Plus Sri Lankans have never been used to tolerating neighbors divided by land borders. The closest neighbor, India, has always been too far across the sea to evoke any strong emotions among Sri Lankans. If Sri Lanka is ever partitioned, the two states (or semi-states) are unlikely to get along.
So we come to the question of permanent (long term) solutions. If Sinhalese and Tamils were physically different or if they had clashing beliefs, then some form of partition would have been the only permanent choice. But since our difference are not quite so rigid, there is a better permanent solution, IF we can implement it.
We need to either 1) eliminate the differences or 2) make them invisible. In the case of the first option, eliminate Sinhalese and Tamil in favor of English and we would have eliminated perhaps 90% of what distinguishes Sinhalese from Tamils. It would be a major step in the direction of a homogenous society.
But people who have lived in homogenous societies for a long time have a problem — if they’re ever suddenly faced with diversity, they’re likely to become defensive or hostile. It would be much like the case of a child who is healthy because he is never exposed to germs. In adulthood that lack of exposure may kill him, since he never had the opportunity to develop immunity to germs.
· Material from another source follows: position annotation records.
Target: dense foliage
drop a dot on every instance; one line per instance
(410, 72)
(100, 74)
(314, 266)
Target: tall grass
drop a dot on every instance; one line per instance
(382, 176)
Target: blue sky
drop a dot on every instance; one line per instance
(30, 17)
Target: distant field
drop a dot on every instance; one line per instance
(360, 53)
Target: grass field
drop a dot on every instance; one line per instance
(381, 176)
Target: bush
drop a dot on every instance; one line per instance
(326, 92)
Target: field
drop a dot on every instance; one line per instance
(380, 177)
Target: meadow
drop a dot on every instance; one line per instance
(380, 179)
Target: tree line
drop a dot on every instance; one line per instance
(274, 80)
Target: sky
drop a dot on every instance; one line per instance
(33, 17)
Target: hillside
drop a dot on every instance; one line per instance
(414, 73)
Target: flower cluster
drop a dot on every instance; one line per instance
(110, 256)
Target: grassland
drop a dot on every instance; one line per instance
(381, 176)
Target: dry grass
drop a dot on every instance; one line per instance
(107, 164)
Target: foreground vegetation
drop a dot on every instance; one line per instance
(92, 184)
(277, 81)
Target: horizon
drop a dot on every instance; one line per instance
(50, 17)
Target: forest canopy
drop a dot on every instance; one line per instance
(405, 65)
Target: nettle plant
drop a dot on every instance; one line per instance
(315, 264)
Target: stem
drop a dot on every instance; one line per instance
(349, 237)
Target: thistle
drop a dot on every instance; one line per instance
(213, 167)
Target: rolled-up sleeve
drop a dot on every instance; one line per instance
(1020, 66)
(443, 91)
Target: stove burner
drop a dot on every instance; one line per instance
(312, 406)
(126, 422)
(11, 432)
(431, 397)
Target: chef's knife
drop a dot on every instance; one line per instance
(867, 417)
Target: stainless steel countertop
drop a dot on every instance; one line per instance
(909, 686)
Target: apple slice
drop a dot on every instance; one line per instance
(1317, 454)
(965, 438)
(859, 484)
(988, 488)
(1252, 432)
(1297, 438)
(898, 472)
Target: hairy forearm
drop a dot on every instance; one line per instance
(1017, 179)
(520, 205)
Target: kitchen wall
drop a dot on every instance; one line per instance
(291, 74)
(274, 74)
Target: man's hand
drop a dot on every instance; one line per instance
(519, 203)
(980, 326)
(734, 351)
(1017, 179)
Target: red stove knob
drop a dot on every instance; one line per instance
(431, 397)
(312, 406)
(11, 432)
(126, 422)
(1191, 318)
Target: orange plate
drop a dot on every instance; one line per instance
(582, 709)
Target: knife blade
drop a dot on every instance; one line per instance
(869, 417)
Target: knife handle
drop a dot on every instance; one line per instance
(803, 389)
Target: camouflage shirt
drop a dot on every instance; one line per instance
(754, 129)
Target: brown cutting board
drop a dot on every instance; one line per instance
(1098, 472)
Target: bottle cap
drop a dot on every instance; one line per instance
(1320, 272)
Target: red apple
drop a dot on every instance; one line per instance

This is why option 2 is the best in the long run — the development of a society where people are effectively blind to cultural differences and diversity (it is difficult to do the same with political and religious beliefs, however). But this is something that has never really been achieved anywhere in the world. Sri Lanka needs a more practical and immediate solution, which brings us back to option 1. Whether it’s a realistic options is a different question.